There is this common belief that in a large population like ours, there is plenty of talent that remains untapped and an unknown Lionel Messi exists somewhere. But what people do not realise is that Messi is not where he is because of Argentina but because of La Masia, the Barcelona youth academy that made him a superstar. The World Cup has shown that neither wealth nor size of population matters in producing quality football teams. Senegal maybe the poorest country at the 2018 World Cup with a per capita income of just $1,038 but the quality of their football was far superior to Saudi Arabia with a per capita income $21,120. Senegal was one of the most impressive of all the teams, from Africa and Asia, along with prosperous Japan. So wealth and prosperity are not indicators of football success. The wealthiest country in the World Cup, Switzerland has not progressed to the quarter-finals since 1954. Similarly, size does not matter. Iceland with a population of just 350,000 maintained their shape excellently a
nd held mighty Argentina to a 1-1 draw. Their mental toughness enabled them to frustrate Lionel Messi and Sergio Aguero.
We must realise that in football it is even more difficult for a player to make a mark as a professional player. In all, 210 countries play football. Out of those, it is the no. 1 game in 190 countries. It is not like cricket where the World Cup sees only a handful of countries.
To improve standards we need more academies like Tata Football Academy and Chandigarh Football Academy which are doing sustained development work. The AIFF’s centre for excellence in Goa has also produced many good players. The squad for the U-17 World Cup held last year consisted entirely of players from the AIFF academy and the Chandigarh Football Academy. Many of the academies and soccer schools that exist have failed in producing players who can succeed at the professional level. Instead, most of them have catered to people who play the game till they get admission in good universities or colleges. My concern is that Indian football is becoming more of a middle-class phenomenon and the lower-middle class or the working class is getting alienated and moving to cricket, which offers a better livelihood in our country.

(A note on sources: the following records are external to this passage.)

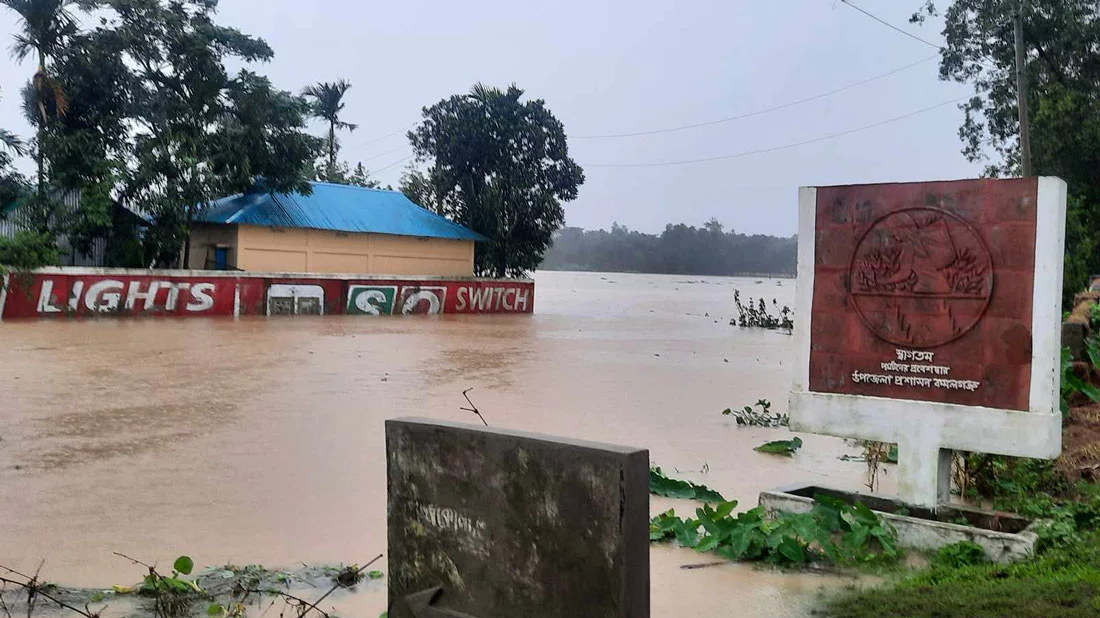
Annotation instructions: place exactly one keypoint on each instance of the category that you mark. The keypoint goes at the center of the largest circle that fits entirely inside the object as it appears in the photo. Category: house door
(221, 257)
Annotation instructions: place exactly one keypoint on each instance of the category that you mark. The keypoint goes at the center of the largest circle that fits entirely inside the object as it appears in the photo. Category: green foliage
(751, 417)
(154, 584)
(755, 315)
(785, 448)
(680, 249)
(963, 553)
(1065, 109)
(833, 531)
(326, 102)
(29, 250)
(1071, 385)
(142, 108)
(184, 565)
(661, 485)
(1062, 583)
(501, 166)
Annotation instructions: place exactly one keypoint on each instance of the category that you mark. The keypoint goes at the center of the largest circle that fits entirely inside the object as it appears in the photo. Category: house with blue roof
(337, 229)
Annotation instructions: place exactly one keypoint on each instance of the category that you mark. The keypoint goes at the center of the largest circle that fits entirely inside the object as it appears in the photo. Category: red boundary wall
(66, 293)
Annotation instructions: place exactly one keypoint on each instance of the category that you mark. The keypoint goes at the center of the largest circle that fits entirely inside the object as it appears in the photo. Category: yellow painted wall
(205, 238)
(318, 251)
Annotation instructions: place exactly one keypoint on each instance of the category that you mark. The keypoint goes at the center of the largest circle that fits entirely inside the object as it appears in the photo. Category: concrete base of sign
(925, 432)
(1005, 538)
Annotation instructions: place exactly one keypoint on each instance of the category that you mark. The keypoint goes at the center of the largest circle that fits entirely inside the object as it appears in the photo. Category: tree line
(142, 110)
(1062, 52)
(680, 249)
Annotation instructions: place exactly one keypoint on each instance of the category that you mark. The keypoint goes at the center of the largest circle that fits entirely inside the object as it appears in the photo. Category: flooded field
(261, 440)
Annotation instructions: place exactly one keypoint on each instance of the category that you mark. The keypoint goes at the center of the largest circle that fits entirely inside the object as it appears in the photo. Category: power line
(403, 159)
(892, 26)
(367, 159)
(398, 132)
(783, 147)
(757, 112)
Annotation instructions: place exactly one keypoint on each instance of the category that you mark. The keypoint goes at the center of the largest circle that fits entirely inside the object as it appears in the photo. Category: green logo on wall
(371, 300)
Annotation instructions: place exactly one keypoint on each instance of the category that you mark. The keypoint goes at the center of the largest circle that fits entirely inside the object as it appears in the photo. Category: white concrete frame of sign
(925, 431)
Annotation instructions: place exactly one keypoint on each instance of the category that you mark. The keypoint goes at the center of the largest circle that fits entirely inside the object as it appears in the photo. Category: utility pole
(1022, 91)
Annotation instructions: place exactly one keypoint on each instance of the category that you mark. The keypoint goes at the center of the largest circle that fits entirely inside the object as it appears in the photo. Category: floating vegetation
(661, 485)
(834, 531)
(756, 315)
(758, 416)
(785, 448)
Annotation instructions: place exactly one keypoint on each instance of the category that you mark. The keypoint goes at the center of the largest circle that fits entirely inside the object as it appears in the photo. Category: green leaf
(184, 565)
(708, 543)
(725, 508)
(1090, 392)
(792, 551)
(787, 448)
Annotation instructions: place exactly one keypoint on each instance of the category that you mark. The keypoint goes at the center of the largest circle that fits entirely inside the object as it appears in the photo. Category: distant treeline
(679, 250)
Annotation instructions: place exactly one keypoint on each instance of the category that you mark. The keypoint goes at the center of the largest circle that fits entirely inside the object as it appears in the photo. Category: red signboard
(86, 293)
(924, 291)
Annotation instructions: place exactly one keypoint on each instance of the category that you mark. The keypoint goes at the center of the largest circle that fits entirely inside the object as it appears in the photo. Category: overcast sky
(607, 67)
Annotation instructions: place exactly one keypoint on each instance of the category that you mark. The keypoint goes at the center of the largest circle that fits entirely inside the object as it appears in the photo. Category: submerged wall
(59, 293)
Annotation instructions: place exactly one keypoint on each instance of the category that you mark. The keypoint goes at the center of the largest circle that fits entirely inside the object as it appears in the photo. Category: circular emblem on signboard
(921, 277)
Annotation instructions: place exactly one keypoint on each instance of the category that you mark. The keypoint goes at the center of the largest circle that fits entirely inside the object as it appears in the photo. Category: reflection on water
(261, 441)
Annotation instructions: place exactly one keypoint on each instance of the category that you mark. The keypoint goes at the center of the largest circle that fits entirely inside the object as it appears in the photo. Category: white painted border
(804, 284)
(352, 288)
(417, 289)
(295, 291)
(83, 272)
(928, 425)
(1046, 304)
(3, 293)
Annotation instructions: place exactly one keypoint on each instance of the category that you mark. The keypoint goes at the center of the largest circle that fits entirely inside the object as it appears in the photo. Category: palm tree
(45, 25)
(327, 102)
(10, 142)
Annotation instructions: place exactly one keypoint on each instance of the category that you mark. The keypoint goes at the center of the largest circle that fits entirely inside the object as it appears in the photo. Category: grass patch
(1064, 582)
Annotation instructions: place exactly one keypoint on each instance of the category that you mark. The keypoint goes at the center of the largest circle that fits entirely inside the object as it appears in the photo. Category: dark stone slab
(514, 525)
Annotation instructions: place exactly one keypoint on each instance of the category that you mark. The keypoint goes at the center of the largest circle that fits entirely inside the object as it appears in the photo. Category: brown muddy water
(261, 440)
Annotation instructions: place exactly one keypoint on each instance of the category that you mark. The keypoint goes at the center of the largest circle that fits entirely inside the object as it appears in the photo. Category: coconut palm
(327, 102)
(45, 25)
(10, 142)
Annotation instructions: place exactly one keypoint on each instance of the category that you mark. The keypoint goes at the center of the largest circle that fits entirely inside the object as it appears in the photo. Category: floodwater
(261, 440)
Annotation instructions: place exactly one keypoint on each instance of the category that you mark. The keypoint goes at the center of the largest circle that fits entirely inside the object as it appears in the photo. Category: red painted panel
(79, 293)
(146, 295)
(924, 291)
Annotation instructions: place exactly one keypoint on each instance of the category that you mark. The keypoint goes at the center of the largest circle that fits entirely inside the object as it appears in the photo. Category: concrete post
(924, 474)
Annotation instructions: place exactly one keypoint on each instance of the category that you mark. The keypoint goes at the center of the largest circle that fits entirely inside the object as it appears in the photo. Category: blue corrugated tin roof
(341, 208)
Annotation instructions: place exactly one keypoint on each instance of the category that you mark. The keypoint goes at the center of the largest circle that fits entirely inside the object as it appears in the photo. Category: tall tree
(501, 166)
(1063, 48)
(11, 181)
(327, 103)
(44, 26)
(199, 132)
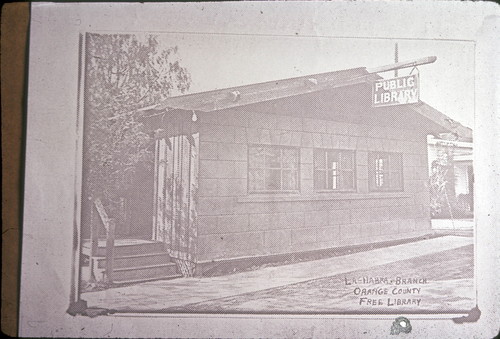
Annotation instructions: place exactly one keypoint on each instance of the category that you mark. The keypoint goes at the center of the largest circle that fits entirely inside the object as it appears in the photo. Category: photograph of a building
(237, 179)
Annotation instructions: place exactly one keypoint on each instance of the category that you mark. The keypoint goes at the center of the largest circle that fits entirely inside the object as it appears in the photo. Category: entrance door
(176, 186)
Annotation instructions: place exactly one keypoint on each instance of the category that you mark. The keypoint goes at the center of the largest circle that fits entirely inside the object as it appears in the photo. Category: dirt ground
(441, 282)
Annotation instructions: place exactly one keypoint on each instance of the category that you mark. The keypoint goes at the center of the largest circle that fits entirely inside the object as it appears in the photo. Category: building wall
(233, 223)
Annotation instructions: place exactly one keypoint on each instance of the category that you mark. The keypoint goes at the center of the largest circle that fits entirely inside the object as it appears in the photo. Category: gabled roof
(266, 91)
(273, 90)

Every time the World Cup is held, I get asked when India will qualify for it or be in the big league. Initially I reacted cynically about it but now I feel it is absurd. We keep postponing our objective each time we aim to realise it. In 2002, I received a T-shirt captioned ‘India in 2010’. The same target has now been revised to ‘India in 2026’. There is a glimmer of hope for India in 2026 as Fifa intends to raise the number of World Cup participants to 48 in the final round which will include eight from Asia.
The road ahead maybe paved with good intentions but there are many stumbling blocks. There is no easy passage to the World Cup, The top five in Asia, — Japan, South Korea, Iran, Saudi Arabia and Australia — are miles ahead of us in football development and performance. The next tier of Asian nations are China, United Arab Emirates, Qatar, Kuwait, Syria, Bahrain, Iraq, North Korea, Uzbekistan and Thailand.

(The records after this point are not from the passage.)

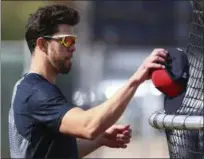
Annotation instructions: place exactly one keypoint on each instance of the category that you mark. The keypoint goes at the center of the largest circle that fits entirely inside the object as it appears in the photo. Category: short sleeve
(48, 106)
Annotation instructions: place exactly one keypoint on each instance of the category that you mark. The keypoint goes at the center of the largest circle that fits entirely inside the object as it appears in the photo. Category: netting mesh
(185, 143)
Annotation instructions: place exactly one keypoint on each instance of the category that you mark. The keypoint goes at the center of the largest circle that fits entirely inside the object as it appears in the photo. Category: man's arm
(117, 136)
(91, 123)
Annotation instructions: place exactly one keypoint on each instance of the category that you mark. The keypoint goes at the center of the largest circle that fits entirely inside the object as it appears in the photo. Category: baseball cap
(172, 81)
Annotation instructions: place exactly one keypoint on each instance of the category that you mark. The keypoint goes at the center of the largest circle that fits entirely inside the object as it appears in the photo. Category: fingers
(160, 52)
(155, 66)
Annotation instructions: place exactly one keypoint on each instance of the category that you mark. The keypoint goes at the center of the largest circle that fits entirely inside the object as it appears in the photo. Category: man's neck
(43, 68)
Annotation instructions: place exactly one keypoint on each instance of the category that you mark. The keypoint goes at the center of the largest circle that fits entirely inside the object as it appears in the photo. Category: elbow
(91, 133)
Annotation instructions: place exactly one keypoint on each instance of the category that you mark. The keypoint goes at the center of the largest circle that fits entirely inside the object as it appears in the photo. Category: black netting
(185, 143)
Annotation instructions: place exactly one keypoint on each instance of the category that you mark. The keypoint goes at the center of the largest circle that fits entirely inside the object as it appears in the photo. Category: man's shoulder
(36, 82)
(35, 86)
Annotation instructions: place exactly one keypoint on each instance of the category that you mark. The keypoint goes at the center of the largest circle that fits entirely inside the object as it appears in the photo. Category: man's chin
(65, 70)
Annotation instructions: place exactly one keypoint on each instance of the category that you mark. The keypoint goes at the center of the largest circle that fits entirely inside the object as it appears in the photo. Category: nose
(72, 48)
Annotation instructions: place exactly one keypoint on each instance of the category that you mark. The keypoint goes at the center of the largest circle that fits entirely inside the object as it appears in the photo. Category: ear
(41, 43)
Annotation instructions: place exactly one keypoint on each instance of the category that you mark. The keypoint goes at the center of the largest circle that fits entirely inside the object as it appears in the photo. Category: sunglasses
(65, 40)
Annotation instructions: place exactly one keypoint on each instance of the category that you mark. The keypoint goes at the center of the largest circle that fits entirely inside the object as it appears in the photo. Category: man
(42, 124)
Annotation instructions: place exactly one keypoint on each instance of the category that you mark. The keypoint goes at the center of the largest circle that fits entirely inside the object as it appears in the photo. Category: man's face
(60, 54)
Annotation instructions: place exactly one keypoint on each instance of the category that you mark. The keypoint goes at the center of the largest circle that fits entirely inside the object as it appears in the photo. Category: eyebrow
(60, 36)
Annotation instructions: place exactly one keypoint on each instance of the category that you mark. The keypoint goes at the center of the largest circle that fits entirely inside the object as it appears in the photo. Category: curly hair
(45, 21)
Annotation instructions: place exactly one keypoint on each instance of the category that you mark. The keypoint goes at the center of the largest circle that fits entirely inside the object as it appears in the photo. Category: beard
(63, 68)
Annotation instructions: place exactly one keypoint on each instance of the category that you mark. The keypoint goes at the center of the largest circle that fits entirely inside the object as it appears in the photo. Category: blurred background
(114, 37)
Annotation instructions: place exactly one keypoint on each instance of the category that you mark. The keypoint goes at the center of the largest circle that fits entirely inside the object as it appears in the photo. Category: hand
(117, 136)
(153, 61)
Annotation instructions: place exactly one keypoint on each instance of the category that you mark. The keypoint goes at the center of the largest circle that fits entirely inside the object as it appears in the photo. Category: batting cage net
(183, 142)
(190, 143)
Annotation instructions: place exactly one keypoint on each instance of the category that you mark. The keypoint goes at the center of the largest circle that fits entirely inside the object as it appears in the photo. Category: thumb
(122, 127)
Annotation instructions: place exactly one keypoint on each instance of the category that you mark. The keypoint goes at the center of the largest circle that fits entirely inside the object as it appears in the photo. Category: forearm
(106, 114)
(85, 147)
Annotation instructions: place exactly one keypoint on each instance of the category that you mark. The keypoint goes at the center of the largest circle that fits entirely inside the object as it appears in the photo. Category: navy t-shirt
(35, 115)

India is still among the third division of football playing nations in Asia. Our first aim should be to progress to the second division of Asian nations for which sustained developmental work is required. There is a fallacious belief that a top class coach like Pep Guardiola or Jose Mourinho can transform the Indian football team. Coaches cannot do wonders. Joachim Low’s fate should be a wake-up call. There is no magic formula. There are miles to go before India can aim for World Cup participation and much developmental work to be done by local state associations, clubs and the AIFF. Viewership figures during a World Cup is not a signifier for success.